Document conflicts can occur in distributed environments that support data synchronization, wherein a document can be updated concurrently by one or more writers. This is especially common in mobile environments where unreliable network connections may result in concurrent changes from multiple devices not being synchronized in a timely fashion. It can also occur on the client side, for instance, if a document is being updated locally while changes to the document are being pulled down to the client from remote server. Hence, there is a need to resolve these document conflicts.  Couchbase Mobile 2.0, introduces “Automatic Conflict Resolution” or a “Conflict free” mode wherein conflicts are automatically handled and  there are effectively no conflicting document revisions in the Couchbase database.

As an app developer, you probably wouldn’t ever have to do anything specifically on the app side in order to deal with conflicts because the system’s default conflict resolver will automatically handle things for you. However, if you need to, you have the option of being notified on conflicts and can take appropriate action . This post will discuss the fundamentals of how document conflicts are automatically handled in Couchbase Mobile 2.0 using the “automatic conflict resolution” or “conflict free ” mode .

 

Assumptions

This post assumes that you are familiar with the architecture of Couchbase Mobile stack that includes the Couchbase Lite embedded datababase for your mobile clients, the Sync Gateway and Couchbase Server. If you are new to the platform, I would recommend catching with these resources.

Background

If you haven’t done so, it would be worthwhile reading this earlier demystifying conflict resolution post that discusses the fundamentals of how conflict resolution is handled on “non-conflict-free” mode in Couchbase Mobile including an overview Multi Version Concurrency Control (MVCC) system.

Document Revision Tree

To understand conflict resolution process, you would have to a basic understanding of how documents are stored. In Couchbase Mobile, every document is assigned a unique system generated revision ID or revID. This ID is in addition to the document ID which remains the same across document revisions. Every change to a document, be it a modification or a delete is treated as a new revision to the document and is hence, assigned a new revision ID.

In addition, every document revision has a “generationID” associated with it. The first time a document is created, a revision gets created with a “generationID” of 1. Every subsequent revision update will increment this number.

Every time a change (edit or delete) is to be made to an existing document, the writer must include the revision ID of the current revision of the document that is being updated. A new revision is created for the change and added as a child node to the current revision that was being updated, resulting in a Revision Tree for the document.

NOTE : The “revID” must be treated as an opaque object by the app and the app must not try to generate the “revID”.

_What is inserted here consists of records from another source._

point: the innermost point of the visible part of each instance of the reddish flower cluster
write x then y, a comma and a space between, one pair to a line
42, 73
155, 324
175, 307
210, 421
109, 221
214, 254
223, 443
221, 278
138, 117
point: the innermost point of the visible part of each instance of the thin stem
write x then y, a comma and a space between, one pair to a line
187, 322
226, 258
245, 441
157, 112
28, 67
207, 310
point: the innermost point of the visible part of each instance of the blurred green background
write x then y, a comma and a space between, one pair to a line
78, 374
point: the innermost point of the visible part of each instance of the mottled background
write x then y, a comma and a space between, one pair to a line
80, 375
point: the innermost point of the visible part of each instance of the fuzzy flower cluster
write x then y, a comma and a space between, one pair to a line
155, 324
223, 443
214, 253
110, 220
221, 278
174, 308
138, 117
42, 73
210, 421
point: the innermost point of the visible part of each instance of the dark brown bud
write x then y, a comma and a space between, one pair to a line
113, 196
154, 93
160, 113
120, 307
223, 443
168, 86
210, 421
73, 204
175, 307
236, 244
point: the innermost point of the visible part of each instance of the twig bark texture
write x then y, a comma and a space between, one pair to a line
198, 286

How Document Conflicts Occur

At a high level, a conflict occurs when changes are made to the same parent revision of a document by multiple writers.

Conflicts At Couchbase Lite

The illustration below describes a scenario where an app is updating a document revision in memory while the same revision is being updated as a result of a pull replication.

Conflicts At Sync Gateway

The illustration below describes a scenario where two clients push up changes to the same revision of the document.

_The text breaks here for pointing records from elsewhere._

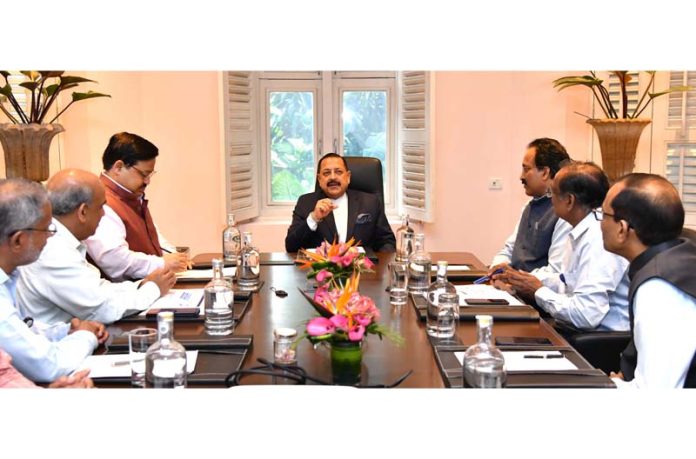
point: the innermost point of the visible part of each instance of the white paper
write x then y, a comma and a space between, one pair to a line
484, 291
191, 298
118, 365
204, 274
454, 268
531, 361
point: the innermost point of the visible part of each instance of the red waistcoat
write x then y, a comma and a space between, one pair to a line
141, 234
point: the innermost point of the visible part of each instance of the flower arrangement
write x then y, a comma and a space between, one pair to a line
601, 92
345, 314
334, 263
44, 87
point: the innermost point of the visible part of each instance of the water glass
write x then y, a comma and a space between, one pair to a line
139, 340
447, 315
398, 282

Conflict Resolution in Couchbase Mobile 2.0

In “Conflict Free” mode , the Sync Gateway essentially rejects all conflicting updates. The conflicts are automcatically resolved at the time the document is created, updated or deleted.
So the implication of this is that there are no conflicting documents stored in the database and is effectively, “Conflict Free”. We will take a look at how this works.

Automatic Conflict Resolution in Couchbase Lite 2.0

Every document in Couchbase Lite 2.0 is associated with a “conflict resolver” that is executed if a conflict occurs when an attempt is made to save or delete a document. The conflict resolver function chooses a “winner” among the conflicting revisions and this winner is added as a child to the document revision tree.

There are two concurrency control policies supported by Couchbase Lite.

Concurrency Control Policy

Last Write Always Wins (Default):

This is also the default conflict resolver policy. In this case, the last update to the database always wins.

When you call saveDocument with no Concurrency Control argument this is the policy that is in effect by default.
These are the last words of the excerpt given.